Das Opfer selbst, das zur Zeit eine Freiheitsstrafe in Stralsund absitzt, versicherte jedoch, dass er von mehr als nur von zwei Personen überfallen und misshandelt worden sei. Wer die anderen mit Springerstie- feln und Bomberjacken ausgestatteten Angreifer waren, habe er indes nicht mitbekommen. Warum er Ziel des brutalen Überfalls geworden ist, "weiß ich noch immer nicht", sagte er aus. Es gebe da keine Vorgeschichte, wehrte er sich gegen den Vorwurf, mit Rauschgift gedealt zu haben. Zwei Wochen habe er nach dem Vorfall im Krankenhaus zubringen müssen.

Letzte Chance

Für Staatsanwaltschaft wie Richter war die Angelegenheit nach der Beweisaufnahme eindeutig: Der Vorwurf der gefährlichen Körperverletzung habe sich durch das Geständnis der Angeklagten und die Zeugenaussagen bestätigt, fasste der Anklagevertreter zusammen.
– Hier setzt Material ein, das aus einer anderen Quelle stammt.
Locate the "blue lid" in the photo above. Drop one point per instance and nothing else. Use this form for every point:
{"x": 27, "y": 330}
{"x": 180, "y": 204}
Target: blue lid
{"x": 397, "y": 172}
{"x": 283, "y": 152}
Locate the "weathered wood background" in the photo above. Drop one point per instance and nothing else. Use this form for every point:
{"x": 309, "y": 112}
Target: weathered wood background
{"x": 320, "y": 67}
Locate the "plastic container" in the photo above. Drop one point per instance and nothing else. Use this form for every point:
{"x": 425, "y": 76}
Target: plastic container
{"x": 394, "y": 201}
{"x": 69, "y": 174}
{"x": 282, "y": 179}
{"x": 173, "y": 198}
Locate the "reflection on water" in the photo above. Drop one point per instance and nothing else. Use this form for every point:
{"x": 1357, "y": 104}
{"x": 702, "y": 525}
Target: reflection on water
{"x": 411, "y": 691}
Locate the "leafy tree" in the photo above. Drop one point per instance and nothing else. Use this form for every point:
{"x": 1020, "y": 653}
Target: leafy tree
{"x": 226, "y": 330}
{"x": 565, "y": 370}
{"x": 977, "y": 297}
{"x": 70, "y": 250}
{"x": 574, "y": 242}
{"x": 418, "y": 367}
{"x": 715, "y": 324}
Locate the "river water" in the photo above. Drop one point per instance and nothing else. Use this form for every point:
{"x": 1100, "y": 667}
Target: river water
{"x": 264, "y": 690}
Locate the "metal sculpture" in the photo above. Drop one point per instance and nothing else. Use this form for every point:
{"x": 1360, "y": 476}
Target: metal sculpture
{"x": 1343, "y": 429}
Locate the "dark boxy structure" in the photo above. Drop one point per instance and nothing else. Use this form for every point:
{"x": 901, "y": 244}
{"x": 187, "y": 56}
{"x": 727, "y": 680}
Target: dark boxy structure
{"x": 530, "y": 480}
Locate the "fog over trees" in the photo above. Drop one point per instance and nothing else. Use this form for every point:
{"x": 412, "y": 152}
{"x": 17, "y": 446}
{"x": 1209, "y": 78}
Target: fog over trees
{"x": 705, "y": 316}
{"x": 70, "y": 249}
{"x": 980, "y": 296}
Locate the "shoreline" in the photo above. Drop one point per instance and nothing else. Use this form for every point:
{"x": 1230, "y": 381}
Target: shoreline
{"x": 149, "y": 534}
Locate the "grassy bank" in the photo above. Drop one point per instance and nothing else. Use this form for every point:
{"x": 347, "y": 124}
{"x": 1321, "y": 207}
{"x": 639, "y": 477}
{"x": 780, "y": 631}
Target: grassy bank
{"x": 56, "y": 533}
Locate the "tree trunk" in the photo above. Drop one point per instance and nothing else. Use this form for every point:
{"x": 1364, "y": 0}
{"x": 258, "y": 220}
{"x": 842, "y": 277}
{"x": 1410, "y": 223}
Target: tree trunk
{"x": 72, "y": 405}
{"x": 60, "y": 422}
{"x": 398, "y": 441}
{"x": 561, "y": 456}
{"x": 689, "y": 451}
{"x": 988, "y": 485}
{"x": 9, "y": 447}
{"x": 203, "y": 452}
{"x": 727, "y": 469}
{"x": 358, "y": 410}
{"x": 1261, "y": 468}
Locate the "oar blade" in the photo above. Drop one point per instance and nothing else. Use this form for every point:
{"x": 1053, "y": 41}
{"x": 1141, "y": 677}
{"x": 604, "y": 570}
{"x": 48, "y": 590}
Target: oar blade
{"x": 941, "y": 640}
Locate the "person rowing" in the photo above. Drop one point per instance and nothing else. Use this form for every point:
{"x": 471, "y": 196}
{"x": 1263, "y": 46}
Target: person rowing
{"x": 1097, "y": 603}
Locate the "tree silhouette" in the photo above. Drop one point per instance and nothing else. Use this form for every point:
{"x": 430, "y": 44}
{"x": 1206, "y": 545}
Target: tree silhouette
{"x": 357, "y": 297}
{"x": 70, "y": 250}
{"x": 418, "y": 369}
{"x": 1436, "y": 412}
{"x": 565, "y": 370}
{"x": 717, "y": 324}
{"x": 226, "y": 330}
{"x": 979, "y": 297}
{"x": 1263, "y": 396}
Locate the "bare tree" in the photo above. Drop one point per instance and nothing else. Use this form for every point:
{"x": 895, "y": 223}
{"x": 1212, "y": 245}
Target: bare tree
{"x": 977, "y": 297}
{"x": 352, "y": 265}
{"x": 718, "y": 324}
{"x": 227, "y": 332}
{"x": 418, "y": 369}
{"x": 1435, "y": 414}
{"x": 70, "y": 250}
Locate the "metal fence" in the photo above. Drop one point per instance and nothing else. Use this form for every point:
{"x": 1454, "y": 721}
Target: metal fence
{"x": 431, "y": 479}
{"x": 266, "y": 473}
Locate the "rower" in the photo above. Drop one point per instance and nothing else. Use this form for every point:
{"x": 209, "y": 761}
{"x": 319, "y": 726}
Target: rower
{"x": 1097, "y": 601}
Dass die Täter mit einer Bewährungsstrafe davonkommen, ist für sie sozusagen eine letzte Chance; immerhin ist der 23-Jährige bereits vorbestraft. Werden die Männer während ihrer insgesamt dreijährigen Bewährungszeit wieder straffällig, droht ihnen ein Gefängnisaufenthalt, redete Dräger ihnen ins Gewissen. Zudem erlegte er ihnen gemeinnützige Arbeit auf: 100 Stunden für den Jüngeren und 200 Stunden für den Älteren.